In deze zaak heeft de Rechtbank Noord-Nederland op 1 augustus 2022 uitspraak gedaan over de aanslagen forensenbelasting die door de heffingsambtenaar van de gemeente Het Hogeland aan eiser zijn opgelegd. De aanslagen betroffen recreatiewoningen en zijn opgelegd op 25 februari 2021 en 31 maart 2021. Eiser, eigenaar van de woningen, heeft bezwaar gemaakt tegen deze aanslagen, maar de heffingsambtenaar heeft de bezwaren deels ongegrond verklaard en deels gegrond, waarbij een aanslag werd ingetrokken. Eiser heeft hiertegen beroep ingesteld.
De rechtbank heeft vastgesteld dat ten tijde van het opleggen van de aanslagen nog niet meer dan negentig dagen van het kalenderjaar 2021 waren verstreken. Dit betekent dat de materiële verschuldigdheid van de forensenbelasting voor dat jaar nog niet kon worden vastgesteld. De rechtbank oordeelt dat het opleggen van de aanslagen in strijd is met de 'Verordening forensenbelasting 2021' van de gemeente Het Hogeland, die geen mogelijkheid biedt voor het opleggen van voorlopige aanslagen. De rechtbank heeft de aanslagen vernietigd en de uitspraken op bezwaar van de heffingsambtenaar vernietigd.

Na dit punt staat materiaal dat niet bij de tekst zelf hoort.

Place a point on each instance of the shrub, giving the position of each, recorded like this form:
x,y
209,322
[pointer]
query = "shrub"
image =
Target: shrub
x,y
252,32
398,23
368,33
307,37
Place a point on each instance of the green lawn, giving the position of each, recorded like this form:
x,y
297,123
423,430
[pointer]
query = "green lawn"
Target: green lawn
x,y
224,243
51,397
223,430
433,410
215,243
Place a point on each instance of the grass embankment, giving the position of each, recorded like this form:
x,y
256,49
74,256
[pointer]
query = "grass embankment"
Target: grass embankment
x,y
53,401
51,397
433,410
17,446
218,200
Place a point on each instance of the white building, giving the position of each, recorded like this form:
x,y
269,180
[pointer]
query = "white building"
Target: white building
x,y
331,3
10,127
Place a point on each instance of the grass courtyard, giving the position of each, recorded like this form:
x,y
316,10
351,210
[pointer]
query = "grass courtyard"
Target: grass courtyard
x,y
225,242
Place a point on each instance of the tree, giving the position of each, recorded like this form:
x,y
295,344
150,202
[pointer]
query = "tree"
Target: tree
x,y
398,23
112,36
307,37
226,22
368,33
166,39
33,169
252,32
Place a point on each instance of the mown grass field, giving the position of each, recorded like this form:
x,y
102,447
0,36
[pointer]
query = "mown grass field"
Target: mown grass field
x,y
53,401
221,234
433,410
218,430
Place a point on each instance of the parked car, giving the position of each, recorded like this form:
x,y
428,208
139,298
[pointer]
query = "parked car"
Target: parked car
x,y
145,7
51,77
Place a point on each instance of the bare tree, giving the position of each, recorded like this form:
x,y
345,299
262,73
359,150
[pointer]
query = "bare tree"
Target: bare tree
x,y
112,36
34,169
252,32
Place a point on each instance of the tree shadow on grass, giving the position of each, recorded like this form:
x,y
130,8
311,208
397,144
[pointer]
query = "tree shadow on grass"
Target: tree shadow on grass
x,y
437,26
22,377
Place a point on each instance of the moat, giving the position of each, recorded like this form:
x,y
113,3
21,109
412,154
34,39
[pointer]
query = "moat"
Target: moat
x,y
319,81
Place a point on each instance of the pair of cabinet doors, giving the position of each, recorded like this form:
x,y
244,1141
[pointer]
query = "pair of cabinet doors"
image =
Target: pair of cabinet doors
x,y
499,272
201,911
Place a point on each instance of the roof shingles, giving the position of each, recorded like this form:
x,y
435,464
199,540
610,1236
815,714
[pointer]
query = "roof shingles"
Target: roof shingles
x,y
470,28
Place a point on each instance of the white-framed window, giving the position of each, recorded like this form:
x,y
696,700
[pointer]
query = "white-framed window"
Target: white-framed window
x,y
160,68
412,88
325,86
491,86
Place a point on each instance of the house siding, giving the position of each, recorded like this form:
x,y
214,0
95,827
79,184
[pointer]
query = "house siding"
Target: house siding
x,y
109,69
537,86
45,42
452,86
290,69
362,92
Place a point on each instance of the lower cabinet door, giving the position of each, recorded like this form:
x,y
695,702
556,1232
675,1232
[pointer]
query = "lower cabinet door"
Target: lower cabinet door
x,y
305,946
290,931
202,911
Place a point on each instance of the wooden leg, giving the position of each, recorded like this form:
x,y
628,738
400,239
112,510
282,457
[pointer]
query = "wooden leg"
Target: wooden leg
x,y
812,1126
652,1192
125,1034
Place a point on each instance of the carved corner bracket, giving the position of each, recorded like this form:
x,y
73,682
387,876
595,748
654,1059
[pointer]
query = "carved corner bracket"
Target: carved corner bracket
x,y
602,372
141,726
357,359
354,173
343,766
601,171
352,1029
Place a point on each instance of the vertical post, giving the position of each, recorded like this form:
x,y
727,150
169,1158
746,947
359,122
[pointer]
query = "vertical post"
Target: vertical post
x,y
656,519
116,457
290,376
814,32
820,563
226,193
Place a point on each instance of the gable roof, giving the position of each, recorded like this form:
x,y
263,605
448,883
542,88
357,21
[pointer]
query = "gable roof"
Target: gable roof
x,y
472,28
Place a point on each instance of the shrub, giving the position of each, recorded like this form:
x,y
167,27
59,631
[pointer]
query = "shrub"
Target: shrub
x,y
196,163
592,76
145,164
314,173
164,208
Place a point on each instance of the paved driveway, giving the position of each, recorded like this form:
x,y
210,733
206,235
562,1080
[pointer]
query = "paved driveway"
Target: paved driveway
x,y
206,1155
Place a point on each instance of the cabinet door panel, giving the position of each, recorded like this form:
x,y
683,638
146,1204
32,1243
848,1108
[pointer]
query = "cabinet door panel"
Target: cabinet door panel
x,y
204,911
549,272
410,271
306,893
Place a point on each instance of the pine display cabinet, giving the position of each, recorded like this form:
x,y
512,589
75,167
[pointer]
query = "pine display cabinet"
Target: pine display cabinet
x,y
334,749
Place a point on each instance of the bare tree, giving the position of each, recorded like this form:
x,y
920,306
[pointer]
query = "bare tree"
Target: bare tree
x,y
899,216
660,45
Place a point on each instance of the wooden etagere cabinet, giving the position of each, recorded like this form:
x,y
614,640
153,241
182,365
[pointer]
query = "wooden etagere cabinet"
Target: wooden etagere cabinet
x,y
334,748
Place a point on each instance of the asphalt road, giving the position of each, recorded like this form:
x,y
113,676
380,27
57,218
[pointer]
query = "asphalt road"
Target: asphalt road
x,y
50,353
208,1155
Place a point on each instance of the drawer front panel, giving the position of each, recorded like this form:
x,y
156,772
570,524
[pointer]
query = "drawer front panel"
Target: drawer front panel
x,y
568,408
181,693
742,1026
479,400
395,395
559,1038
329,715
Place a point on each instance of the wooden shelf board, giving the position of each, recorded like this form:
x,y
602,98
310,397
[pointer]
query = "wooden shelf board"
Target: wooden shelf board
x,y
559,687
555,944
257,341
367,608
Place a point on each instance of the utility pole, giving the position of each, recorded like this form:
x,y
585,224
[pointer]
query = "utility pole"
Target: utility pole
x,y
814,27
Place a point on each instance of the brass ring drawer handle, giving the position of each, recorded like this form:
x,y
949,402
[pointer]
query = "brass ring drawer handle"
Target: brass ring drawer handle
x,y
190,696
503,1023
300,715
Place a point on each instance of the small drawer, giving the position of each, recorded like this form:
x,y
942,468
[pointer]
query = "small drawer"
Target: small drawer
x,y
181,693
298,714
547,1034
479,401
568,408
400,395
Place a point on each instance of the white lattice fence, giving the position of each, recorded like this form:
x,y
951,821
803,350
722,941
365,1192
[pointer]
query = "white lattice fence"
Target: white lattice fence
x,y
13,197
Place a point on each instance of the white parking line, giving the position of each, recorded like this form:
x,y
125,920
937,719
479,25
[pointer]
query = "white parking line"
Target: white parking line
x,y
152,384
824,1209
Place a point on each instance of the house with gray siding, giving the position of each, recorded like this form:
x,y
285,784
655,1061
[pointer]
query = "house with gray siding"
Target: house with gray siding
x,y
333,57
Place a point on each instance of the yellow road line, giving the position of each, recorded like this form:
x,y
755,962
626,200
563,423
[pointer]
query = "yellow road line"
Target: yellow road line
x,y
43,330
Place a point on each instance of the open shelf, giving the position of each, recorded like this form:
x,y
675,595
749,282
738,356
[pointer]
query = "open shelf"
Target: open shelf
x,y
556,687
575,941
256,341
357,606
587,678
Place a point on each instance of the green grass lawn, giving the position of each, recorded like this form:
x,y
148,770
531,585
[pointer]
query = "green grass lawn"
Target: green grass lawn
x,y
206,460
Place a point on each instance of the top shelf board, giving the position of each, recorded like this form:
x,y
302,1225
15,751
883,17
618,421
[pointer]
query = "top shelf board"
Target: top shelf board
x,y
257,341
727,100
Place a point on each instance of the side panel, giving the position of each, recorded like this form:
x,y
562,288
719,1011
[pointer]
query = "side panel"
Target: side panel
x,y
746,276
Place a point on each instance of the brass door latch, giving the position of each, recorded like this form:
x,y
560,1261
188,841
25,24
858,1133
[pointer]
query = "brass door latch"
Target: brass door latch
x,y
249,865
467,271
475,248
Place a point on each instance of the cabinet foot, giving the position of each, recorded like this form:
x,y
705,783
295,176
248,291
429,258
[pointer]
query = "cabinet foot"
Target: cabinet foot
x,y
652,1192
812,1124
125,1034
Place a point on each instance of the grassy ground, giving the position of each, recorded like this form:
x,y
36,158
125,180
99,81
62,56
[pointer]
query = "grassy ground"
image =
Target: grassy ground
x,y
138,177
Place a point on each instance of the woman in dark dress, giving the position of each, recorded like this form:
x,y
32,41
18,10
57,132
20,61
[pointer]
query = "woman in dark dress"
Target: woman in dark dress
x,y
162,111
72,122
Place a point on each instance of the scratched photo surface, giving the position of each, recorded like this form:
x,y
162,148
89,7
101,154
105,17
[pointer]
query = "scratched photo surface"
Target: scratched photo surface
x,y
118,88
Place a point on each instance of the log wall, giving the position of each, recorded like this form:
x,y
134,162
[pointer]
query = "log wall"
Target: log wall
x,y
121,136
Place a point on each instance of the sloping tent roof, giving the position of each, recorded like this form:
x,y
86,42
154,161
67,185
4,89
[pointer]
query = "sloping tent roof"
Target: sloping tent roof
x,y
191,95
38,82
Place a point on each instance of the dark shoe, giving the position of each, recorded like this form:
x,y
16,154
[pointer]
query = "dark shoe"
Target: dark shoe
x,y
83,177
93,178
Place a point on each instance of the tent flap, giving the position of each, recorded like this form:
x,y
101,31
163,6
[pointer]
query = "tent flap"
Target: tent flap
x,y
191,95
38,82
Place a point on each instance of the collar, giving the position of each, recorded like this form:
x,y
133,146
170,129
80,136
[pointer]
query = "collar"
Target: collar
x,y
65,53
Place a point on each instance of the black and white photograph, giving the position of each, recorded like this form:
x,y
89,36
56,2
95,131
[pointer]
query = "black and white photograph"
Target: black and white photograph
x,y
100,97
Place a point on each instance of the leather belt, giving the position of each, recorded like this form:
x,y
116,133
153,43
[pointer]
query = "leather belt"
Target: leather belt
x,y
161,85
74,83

De rechtbank heeft ook bepaald dat de beroepen in de zaken LEE 21/3254 en 21/3256 gegrond zijn en dat de heffingsambtenaar het door eiser betaalde griffierecht moet vergoeden. Het beroep in de zaak LEE 21/3255 is niet-ontvankelijk verklaard, omdat eiser geen belang had bij de beoordeling van het beroep na de intrekking van de aanslag. De uitspraak is openbaar uitgesproken en er is een rechtsmiddel tegen deze uitspraak mogelijk binnen zes weken.